Course notes for the January 10th 2009 lecture of the Genome Evolution Course

 

Itai Yanai

Department of Biology

Technion – Israel Institute of Technology

yanai@technion.ac.il

 

Evolution of Genome Regulation

 

We learned that only about 3% of the genome codes for exons. What does the rest do? This talk is about the regulatory aspect of the genome. The “Matrix” image may be appropriate to capture the problem of identifying the regulatory signals present in the genome by filtering through most but not all.

 

In 1960, Francois Jacob and Jacques Monod proposed a model for the E. coli lac operon. The main conceptual breakthrough was a distinction between the DNA used for encoding protein sequences and that used to encode regulatory signals. In the lac operon this occurs for example in the form of an operator sequence that is bound by the lacI repressor present whenever lactose is available.

 

Sydney Brenner began in 1966 to work with the nematode C. elegans to study development and the nervous system. One question was whether the regulation in organisms more complex than the lac-operons of E. coli. We consider three examples of promoter sequences of this organism to observe how they are used as regulatory signals. The following is adapted from Okkema and Krause. Transcriptional regulation Chapter in WormBook.

 

Our first example of regulation of the genome in animal is the C. elegans myo-2 gene which encodes a myosin heavy chain expressed exclusively in the pharyngeal muscles as these cells undergo terminal differentiation. The activity of this gene depends upon distinct cell-type-specific and organ-specific subelements, termed B and C, that can separately activate gene expression either specifically in the pharyngeal muscles. In their endogenous context within the myo-2 gene, these subelements synergistically activate pharyngeal muscle gene expression. Consistent with their distinct activities, the B and C subelements are targeted by transcription factors expressed in different spatial patterns in the pharynx.
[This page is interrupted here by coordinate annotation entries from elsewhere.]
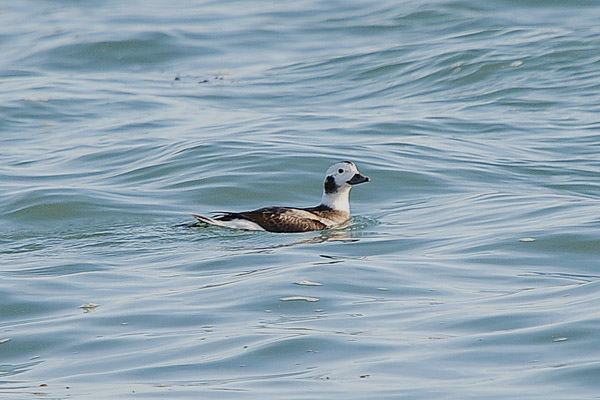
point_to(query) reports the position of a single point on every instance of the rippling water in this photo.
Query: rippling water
(470, 268)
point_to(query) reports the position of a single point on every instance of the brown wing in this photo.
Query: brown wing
(280, 219)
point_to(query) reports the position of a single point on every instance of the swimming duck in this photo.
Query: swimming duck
(333, 210)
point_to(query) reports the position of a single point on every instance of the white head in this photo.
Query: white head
(339, 179)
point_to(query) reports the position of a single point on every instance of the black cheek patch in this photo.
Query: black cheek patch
(330, 186)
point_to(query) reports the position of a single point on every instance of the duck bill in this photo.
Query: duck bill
(358, 178)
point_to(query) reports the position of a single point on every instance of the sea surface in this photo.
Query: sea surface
(470, 267)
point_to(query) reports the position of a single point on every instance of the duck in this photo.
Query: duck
(333, 210)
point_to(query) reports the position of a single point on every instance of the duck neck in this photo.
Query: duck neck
(338, 200)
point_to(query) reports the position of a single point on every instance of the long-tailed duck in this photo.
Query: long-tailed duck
(333, 210)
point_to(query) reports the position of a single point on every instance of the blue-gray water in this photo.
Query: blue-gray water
(471, 267)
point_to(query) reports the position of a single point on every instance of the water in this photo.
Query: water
(470, 268)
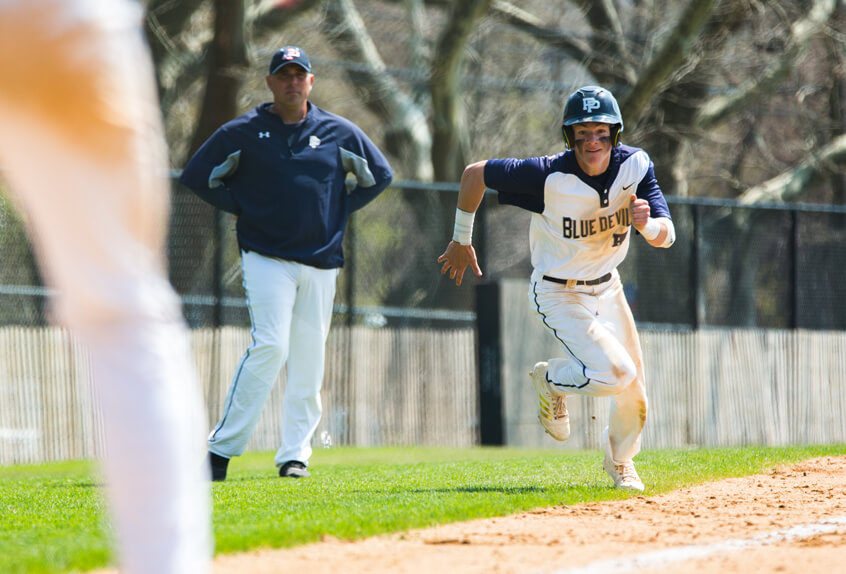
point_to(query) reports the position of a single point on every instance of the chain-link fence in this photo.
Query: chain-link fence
(766, 266)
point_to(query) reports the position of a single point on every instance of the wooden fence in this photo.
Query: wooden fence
(419, 387)
(382, 387)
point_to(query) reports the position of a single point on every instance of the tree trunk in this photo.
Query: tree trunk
(450, 143)
(227, 61)
(407, 136)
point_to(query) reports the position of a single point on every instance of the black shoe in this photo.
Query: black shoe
(293, 469)
(218, 465)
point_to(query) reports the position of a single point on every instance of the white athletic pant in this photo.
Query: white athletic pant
(291, 310)
(595, 327)
(81, 144)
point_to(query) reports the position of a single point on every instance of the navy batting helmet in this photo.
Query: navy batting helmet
(591, 104)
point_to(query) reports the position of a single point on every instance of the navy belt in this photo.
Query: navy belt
(603, 279)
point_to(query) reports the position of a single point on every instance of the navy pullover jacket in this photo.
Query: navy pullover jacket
(286, 183)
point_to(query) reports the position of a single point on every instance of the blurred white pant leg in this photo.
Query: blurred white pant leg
(82, 145)
(271, 286)
(301, 405)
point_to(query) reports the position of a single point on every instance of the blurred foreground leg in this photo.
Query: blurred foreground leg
(81, 144)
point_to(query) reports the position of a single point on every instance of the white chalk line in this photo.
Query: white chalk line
(661, 558)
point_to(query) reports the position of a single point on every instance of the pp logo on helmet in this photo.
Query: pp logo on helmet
(590, 104)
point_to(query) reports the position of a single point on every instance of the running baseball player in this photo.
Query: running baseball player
(281, 168)
(82, 146)
(584, 202)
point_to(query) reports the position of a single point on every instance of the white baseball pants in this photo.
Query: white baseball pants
(291, 311)
(595, 327)
(82, 145)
The cell-type-specific B subelement binds and is activated by the pharyngeal muscle specific homeodomain factor CEH-22. The organ-specific C subelement binds and is activated by the pan-pharyngeal FoxA family transcription factor PHA-4, which is required for formation of pharyngeal muscle and all other pharyngeal cell types during embryonic development. Thus in this case we find synergistic induction of a gene by two factors.

 

In the second example, hlh-1 (the MYOD C. elegans ortholog) encodes a basic helix-loop-helix transcription factor expressed in all body wall muscle cells and their precursors. The body wall muscle cells are derived from multiple cell lineages. Dissection of the hlh-1 promoter shows that gene expression can be properly regulated by multiple elements spanning ~3 kb upstream of the ATG. A core element required for all expression resides just upstream of the ATG (the star in the figure). In addition, there are several individual elements that drive expression preferentially in one or more lineages. However, no single element is specific for expression in just one lineage. In addition, the expression during embryogenesis is controlled by a different region than that controlling postembryonic expression. The overall pattern of hlh-1 expression is thus a composite of the action of several lineage-preference elements with overlapping domains of action, working in concert with an essential core element.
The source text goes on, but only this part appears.